= John T. Zimmer =

American ornithologist (1889–1957)

John Todd Zimmer (February 28, 1889 in Bridgeport, Ohio – January 6, 1957 in White Plains, New York) was a leading American ornithologist.

A graduate of University of Nebraska, he became interested in both entomology and ornithology. From 1913 he worked as an agricultural adviser in the Philippines and later New Guinea, during which time he created important collections of bird specimens. After his return to America, he joined the staff of the Field Museum of Natural History. In that role, he compiled a Catalog of the Ayer Ornithological Library, and participated in expeditions to Africa and Peru.

In 1930 Frank Chapman recruited him as Associate Curator of Birds at the American Museum of Natural History in New York, where he remained for the rest of his life.

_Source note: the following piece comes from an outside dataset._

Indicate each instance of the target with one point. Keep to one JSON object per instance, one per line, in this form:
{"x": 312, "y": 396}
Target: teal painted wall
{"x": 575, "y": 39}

He made systematic revisions of the taxonomy of the birds of Peru and their relatives in other parts of South America, and in his later years combined this with studies of New World flycatchers, preparing the section on the Tyrannidae for Peter's Check-list of Birds of the World.

He was also a Fellow of the American Ornithologists' Union, and editor of its journal The Auk from 1942 to 1948.

Zimmer is commemorated in the names of a number of animals, including Zimmer's tapaculo Scytalopus zimmeri.